Getting Connected: The Evolution of Linux and Windows E-Mail Integration - page 2
Linux Alternatives In an Exchange Environment
Based in Boston, MA, Ximian provides open source desktop technology, applications, support and services for Linux and UNIX. Ximian GNOME (GNU Object Model Environment) extends the work of the open source GNOME project, provides GNOME-based applications such as Evolution, and also provides sophisticated software delivery and update services. Ximian is also deeply involved in the Mono Project, a community initiative to inflict an open source, Linux-based version of the Microsoft.NET development platform on the Linux community.
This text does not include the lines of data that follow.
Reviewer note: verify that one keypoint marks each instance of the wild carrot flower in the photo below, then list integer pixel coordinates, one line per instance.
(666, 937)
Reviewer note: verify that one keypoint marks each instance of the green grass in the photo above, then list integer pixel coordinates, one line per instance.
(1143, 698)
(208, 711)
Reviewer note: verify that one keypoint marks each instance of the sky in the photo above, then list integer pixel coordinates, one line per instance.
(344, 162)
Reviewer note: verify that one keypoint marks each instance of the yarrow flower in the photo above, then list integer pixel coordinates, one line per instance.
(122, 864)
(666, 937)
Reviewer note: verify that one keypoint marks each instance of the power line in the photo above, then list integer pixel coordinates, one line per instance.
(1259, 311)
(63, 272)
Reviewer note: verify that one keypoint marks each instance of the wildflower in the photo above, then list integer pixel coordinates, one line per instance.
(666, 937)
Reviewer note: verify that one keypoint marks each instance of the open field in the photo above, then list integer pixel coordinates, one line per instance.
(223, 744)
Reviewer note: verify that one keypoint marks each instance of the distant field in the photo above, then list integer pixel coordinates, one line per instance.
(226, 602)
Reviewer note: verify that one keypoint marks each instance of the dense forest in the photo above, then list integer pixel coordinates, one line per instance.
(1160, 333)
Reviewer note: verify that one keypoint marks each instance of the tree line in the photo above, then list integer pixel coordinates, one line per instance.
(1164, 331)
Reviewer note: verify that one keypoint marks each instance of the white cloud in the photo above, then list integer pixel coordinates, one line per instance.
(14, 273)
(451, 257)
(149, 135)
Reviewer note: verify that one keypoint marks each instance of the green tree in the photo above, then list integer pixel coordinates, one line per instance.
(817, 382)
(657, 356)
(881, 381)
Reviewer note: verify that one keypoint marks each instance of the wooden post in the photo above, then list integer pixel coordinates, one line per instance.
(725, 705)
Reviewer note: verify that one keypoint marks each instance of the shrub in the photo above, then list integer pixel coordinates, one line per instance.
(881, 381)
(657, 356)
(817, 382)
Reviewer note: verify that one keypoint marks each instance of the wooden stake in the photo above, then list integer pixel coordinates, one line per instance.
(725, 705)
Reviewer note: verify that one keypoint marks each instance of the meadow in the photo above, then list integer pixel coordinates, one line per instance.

Evolution is a free, open source mail client for Linux systems that uses the GNOME infrastructure to provide a powerful and friendly user interface. On the surface, Evolution looks surprisingly like Outlook, which can be frightening to long-time Linux fans but is a comfort to anyone moving to a Linux environment from a Windows or Mac box.
Out-of-the-box (perhaps "out of the download" would be more appropriate), Evolution is easily configured to communicate with POP or IMAP mailers. Evolution provides a Shortcuts bar at the left of its main dialog that is filled with icons that give easy access to its major subsystems - the Inbox for email, a calendar for scheduling, a task list, and a contacts database. Evolution's mail subsystem is a full-featured drag and drop mailer featuring hierarchical folder for filing or losing mail. However nice this is, Evolution is just yet another mailer until you examine the other subsystems, most specifically the range of support for online calendaring and scheduling that Evolution provides.
Once installed, Evolution can initiate meeting requests and subsequent meeting updates, which interoperate seamlessly with other Evolution users. Evolution uses the open iCalendar (Internet Calendaring) data format and the iTIP (iCalendar Transport-Independent Interoperability Protocol) language for exchanging calendaring messages. Both of these are open standards that were created by the Internet Engineering Task Force (IETF).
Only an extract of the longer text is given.